Исчезло, словно его и не было, минутное успокоение, удовлетворенность. Опять председатель колхоза лихорадочно заспешил, забывая о еде и сне.
— Тиркин, собери себе в дорогу еды дня на два, на три, осмотри еще раз все места охотничьи, надо определить, где песцов больше всего скопляется, — приказал он лучшему охотнику, забежав в его ярангу.
— Собери сумку, побольше мяса сушеного положи, — уже в свою очередь приказывал Тиркин жене.

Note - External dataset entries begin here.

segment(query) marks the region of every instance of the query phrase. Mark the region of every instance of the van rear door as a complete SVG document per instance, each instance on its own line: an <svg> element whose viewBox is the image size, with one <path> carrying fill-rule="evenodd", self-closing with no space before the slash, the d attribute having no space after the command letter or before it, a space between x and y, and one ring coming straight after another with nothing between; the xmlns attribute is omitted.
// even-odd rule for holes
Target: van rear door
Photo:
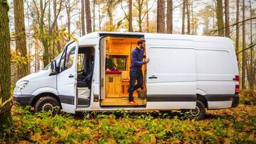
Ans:
<svg viewBox="0 0 256 144"><path fill-rule="evenodd" d="M178 38L179 37L179 38ZM145 35L149 109L195 109L196 58L193 40L166 34Z"/></svg>

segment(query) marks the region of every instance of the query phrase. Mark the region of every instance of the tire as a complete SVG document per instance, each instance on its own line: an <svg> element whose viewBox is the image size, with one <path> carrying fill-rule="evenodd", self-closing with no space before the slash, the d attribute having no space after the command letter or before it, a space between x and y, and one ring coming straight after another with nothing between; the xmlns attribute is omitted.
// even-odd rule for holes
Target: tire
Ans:
<svg viewBox="0 0 256 144"><path fill-rule="evenodd" d="M58 106L59 108L56 108ZM35 104L35 112L39 112L41 111L50 111L53 116L60 113L60 105L59 102L50 96L43 96L38 99Z"/></svg>
<svg viewBox="0 0 256 144"><path fill-rule="evenodd" d="M196 109L191 109L189 113L197 120L203 119L206 116L206 107L202 101L197 100Z"/></svg>

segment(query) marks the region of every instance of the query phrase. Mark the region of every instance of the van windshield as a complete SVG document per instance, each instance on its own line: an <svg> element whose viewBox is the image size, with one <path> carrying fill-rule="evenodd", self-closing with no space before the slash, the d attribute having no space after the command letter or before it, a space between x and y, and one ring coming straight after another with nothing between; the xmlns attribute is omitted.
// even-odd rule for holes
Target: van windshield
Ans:
<svg viewBox="0 0 256 144"><path fill-rule="evenodd" d="M75 44L73 42L72 42L71 43L68 43L68 51L70 51L70 49L74 46L74 45L75 45ZM65 46L65 47L66 46ZM64 48L64 50L61 52L60 52L60 54L55 59L53 60L56 60L57 64L59 63L60 57L61 57L62 54L63 53L63 52L65 51L65 48ZM48 70L49 69L50 69L50 62L43 70Z"/></svg>

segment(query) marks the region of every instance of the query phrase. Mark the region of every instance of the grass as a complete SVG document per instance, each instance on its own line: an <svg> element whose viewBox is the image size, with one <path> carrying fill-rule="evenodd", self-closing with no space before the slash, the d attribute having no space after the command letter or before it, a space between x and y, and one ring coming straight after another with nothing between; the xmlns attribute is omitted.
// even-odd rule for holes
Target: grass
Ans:
<svg viewBox="0 0 256 144"><path fill-rule="evenodd" d="M195 121L178 112L33 113L14 106L2 143L255 143L256 106L207 111ZM0 142L1 143L1 142Z"/></svg>

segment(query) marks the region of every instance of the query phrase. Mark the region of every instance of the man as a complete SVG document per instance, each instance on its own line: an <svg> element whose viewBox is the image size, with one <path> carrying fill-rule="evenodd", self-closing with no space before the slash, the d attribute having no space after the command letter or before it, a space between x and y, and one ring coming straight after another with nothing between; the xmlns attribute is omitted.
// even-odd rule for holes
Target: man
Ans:
<svg viewBox="0 0 256 144"><path fill-rule="evenodd" d="M148 58L146 58L145 61L143 61L145 42L146 40L143 38L139 39L137 41L138 46L132 52L131 67L129 72L130 82L128 92L129 101L132 105L137 105L132 96L133 92L140 87L143 89L143 74L142 66L149 62L149 59ZM136 80L137 81L137 84L134 85Z"/></svg>

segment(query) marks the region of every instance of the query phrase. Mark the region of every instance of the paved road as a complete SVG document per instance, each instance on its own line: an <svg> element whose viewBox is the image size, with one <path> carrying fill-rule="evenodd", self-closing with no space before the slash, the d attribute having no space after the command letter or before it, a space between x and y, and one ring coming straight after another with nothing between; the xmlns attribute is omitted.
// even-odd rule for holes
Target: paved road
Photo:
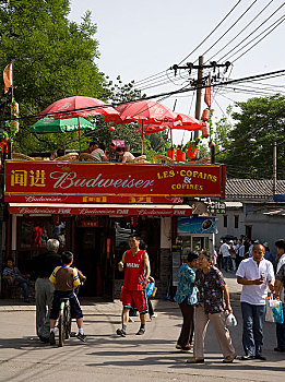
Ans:
<svg viewBox="0 0 285 382"><path fill-rule="evenodd" d="M237 354L242 355L240 287L227 274L238 326L230 330ZM211 327L205 342L204 365L186 365L188 355L175 349L181 317L175 302L156 300L157 319L147 322L144 336L135 336L139 319L128 325L128 336L115 335L121 306L83 306L87 343L70 338L62 348L43 345L35 336L35 306L11 306L0 300L0 381L284 381L285 354L272 351L275 326L265 323L266 361L236 360L224 365ZM74 324L75 326L75 324ZM75 330L75 327L74 327Z"/></svg>

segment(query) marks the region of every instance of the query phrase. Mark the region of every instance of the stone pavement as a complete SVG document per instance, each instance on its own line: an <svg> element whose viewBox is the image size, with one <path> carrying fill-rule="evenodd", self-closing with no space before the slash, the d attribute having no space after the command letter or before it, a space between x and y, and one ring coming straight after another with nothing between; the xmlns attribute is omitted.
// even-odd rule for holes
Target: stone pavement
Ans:
<svg viewBox="0 0 285 382"><path fill-rule="evenodd" d="M238 301L240 286L233 274L226 274L238 326L230 329L239 356L241 318ZM181 326L178 306L154 300L157 319L147 321L144 336L135 336L139 318L128 325L128 336L118 337L121 303L83 301L87 342L70 338L62 348L43 345L35 335L35 306L0 300L0 381L283 381L285 354L273 351L275 325L264 325L266 361L222 362L215 336L207 330L205 363L187 365L191 355L175 349ZM73 330L75 331L75 324Z"/></svg>

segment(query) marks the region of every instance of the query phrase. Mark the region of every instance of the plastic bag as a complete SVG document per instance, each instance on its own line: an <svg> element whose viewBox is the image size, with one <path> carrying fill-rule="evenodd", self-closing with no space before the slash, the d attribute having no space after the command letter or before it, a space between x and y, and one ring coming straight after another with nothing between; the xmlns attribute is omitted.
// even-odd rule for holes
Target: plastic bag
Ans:
<svg viewBox="0 0 285 382"><path fill-rule="evenodd" d="M146 297L150 298L153 294L154 283L149 283L146 286Z"/></svg>
<svg viewBox="0 0 285 382"><path fill-rule="evenodd" d="M237 319L233 313L229 313L226 318L226 325L227 326L237 326Z"/></svg>
<svg viewBox="0 0 285 382"><path fill-rule="evenodd" d="M265 321L278 324L284 322L283 303L281 300L274 300L272 296L266 298Z"/></svg>

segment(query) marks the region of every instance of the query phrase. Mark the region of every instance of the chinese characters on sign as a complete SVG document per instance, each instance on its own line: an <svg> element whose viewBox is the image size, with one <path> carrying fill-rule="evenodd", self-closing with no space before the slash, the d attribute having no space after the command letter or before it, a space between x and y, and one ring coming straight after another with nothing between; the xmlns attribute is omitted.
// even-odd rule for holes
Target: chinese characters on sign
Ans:
<svg viewBox="0 0 285 382"><path fill-rule="evenodd" d="M115 167L114 167L115 166ZM222 180L223 179L223 180ZM5 193L25 195L221 196L218 165L135 165L97 163L13 162L5 164ZM10 199L11 201L11 199ZM90 202L90 201L84 201Z"/></svg>
<svg viewBox="0 0 285 382"><path fill-rule="evenodd" d="M211 204L207 207L207 211L212 215L225 214L226 213L226 203L225 202L219 202L219 201L212 201Z"/></svg>
<svg viewBox="0 0 285 382"><path fill-rule="evenodd" d="M44 170L12 170L11 186L16 184L21 187L46 187L46 176Z"/></svg>

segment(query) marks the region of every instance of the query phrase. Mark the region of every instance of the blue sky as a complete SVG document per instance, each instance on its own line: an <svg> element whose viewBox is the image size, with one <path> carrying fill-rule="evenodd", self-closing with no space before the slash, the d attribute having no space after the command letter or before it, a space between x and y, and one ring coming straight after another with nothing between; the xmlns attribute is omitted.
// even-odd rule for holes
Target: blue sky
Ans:
<svg viewBox="0 0 285 382"><path fill-rule="evenodd" d="M156 77L150 79L151 82L147 83L138 83L141 88L155 85L144 89L147 95L154 95L171 92L186 85L187 72L181 72L182 76L186 76L185 79L179 76L175 81L174 79L169 81L168 77L169 75L171 77L173 72L166 72L166 70L174 63L182 61L217 26L237 2L238 0L71 0L70 20L80 23L86 10L92 11L93 22L97 24L98 28L96 38L99 41L100 51L100 59L96 63L99 70L112 80L117 75L121 75L123 83L132 80L139 82L162 72L163 76L156 81L167 82L163 86L157 86L154 83ZM251 9L246 12L252 3ZM185 62L195 61L209 48L209 52L205 53L206 60L219 60L225 56L222 60L225 62L228 57L229 61L238 58L266 32L231 58L229 50L231 48L237 50L238 47L248 44L268 27L268 32L270 32L285 13L284 7L272 15L283 3L283 0L241 0L225 22ZM266 5L268 8L264 9ZM257 17L260 12L261 14ZM242 13L245 15L240 21L223 37L223 34ZM265 22L271 15L272 17ZM254 17L257 19L254 20ZM252 20L254 20L252 24L241 32ZM263 22L265 23L260 26ZM274 22L276 24L273 24ZM271 25L272 27L270 27ZM260 28L253 33L259 26ZM241 40L247 36L249 36L248 39L242 44ZM284 69L284 36L285 22L234 62L230 79ZM218 40L219 38L221 40ZM235 39L230 43L233 38ZM215 46L213 46L214 44ZM224 47L225 49L218 52ZM227 74L229 71L225 75ZM233 88L219 91L215 94L212 105L215 109L214 117L217 119L226 114L226 107L233 102L272 94L273 85L284 86L284 76L260 81L258 85L249 84L247 85L250 86L248 94L239 93L238 89L234 91ZM251 93L257 86L260 88L259 93ZM284 91L284 87L276 87L276 89ZM187 93L171 96L163 100L163 104L173 108L175 99L177 99L176 111L194 116L195 98L192 98L193 93ZM175 141L178 143L181 139L182 133L176 132ZM185 140L188 139L189 133L187 132Z"/></svg>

— Ну вот, спасибо тебе, Тиркин, за то, что ты сразу понял меня, — облегченно вздохнул Айгинто и тут же стал думать уже о другом: «Одну бригаду надо за перевал послать, пожалуй, и вторую бригаду туда же, но кто будет проверять капканы на прежнем участке?.. А Тэюнэ! — вдруг обрадовался Айгинто. — Тэюнэ собирается женскую бригаду организовать. К ней пойду…»
Дома Тэюнэ не оказалось. Айгинто сказали, что она ушла к Тимлю.
— К Тимлю? — переспросил Айгинто и, не задумываясь, быстро направился к яранге Эчилина.
Затаив дыхание, Айгинто остановился перед самым пологом, прислушиваясь к голосам.
«Учительница тоже здесь», — узнал он по голосу Солнцеву.
Кроме Тимлю, Оли и Тэюнэ, в пологе больше никого не было. Лицо у Тимлю было растерянным, сконфуженным.
— Я никак не могу тебя понять, Тимлю! — сказала Оля, продолжая свой разговор с падчерицей Эчилина. — Ты же в школе училась, четыре класса окончила. Наверное, и пионеркой была…
— Нет, не была я пионеркой, — глядя на недошитую рукавицу, подавленно ответила Тимлю. — Эчилин не велел и в школу хотел не пускать, да его поругали. Давно это было. Лет десять назад.
— Ну, ладно, Эчилина я хорошо знаю. Но неужели ты думаешь так и прожить всю жизнь, с мыслью как бы не сделать что-нибудь такое, что не нравится Эчилину? Ты посмотри, как живет молодежь наша. Все учатся, ходят на собрания, в самодеятельности участвуют. А ты вот сидишь все время в яранге своей да рукавицы Эчилину шьешь. Что за жизнь это?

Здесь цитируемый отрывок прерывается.